C21C-0755
Impact of shallow water bodies on the permafrost temperature and estimation of risk of thermokarst development at the Barrow Environmental Observatory area.

Tuesday, 15 December 2015
Poster Hall (Moscone South)
Alexander L Kholodov1, Anna K Liljedahl1, Andrew J Chamberlain2, Vladimir E Romanovsky1 and William Cable1, (1)University of Alaska Fairbanks, Fairbanks, AK, United States, (2)University of California Berkeley, Berkeley, CA, United States
Abstract:
Extension of the thermokarst features such as lakes and ponds had been noticed in many regions of the Arctic affected by the modern climate warming. Thermokarst is a process of permafrost thawing under the water bodies with depths larger than maximal thickness of seasonal ice in the area, i.e. with permanent positive temperature at the bottom. This process is most probable in the areas where massive ice bodies (wedges, lenses, layers etc) or ice rich deposits exist close to ground surface and even insignificant increasing of thaw depth can lead to its melting and surface subsidence. Local depressions such as low-centered polygonal ponds or interpolygonal troughs can potentially become triggers of thermokarst development. Current research was aimed on determination of warming impact of small water bodies on the permafrost temperature and seasonal thawing and estimation of risk of thermokarst development at Barrow Environmental Observatory area.

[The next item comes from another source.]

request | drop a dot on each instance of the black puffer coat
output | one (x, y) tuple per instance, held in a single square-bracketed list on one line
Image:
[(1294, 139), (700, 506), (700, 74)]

Comparison of temperature measurements under shallow (10 – 40 cm deep) with relatively dry spots and active layer thickness survey show that warming impact of small water bodies (mean annual temperature at the permafrost table here is up to 2oC higher then under “dry” geomorphological features) is not realized in increasing of the thawing depth. Active layer thickness does not exceed values of 45 cm under polygonal ponds and 35 cm under troughs that is less then thickness of protective layer above ice wedges in the area.

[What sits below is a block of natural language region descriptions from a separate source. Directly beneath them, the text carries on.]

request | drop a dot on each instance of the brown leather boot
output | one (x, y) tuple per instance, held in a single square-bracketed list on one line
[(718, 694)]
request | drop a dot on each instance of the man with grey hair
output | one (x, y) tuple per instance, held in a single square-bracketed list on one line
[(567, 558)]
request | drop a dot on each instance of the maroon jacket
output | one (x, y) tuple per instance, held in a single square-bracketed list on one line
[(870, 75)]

For estimation of risk of thermokarst development we used analytical equations developed by V.Kudryavtsev (1974). Results of calculations show that in this area crucial depth of water bodies required for mean annual temperature at the bottom of the pond became higher then freezing point consists of 0.95 cm.

Current research was supported by US DOE as a part of research project Next Generation of Ecosystem Experiment (NGEE).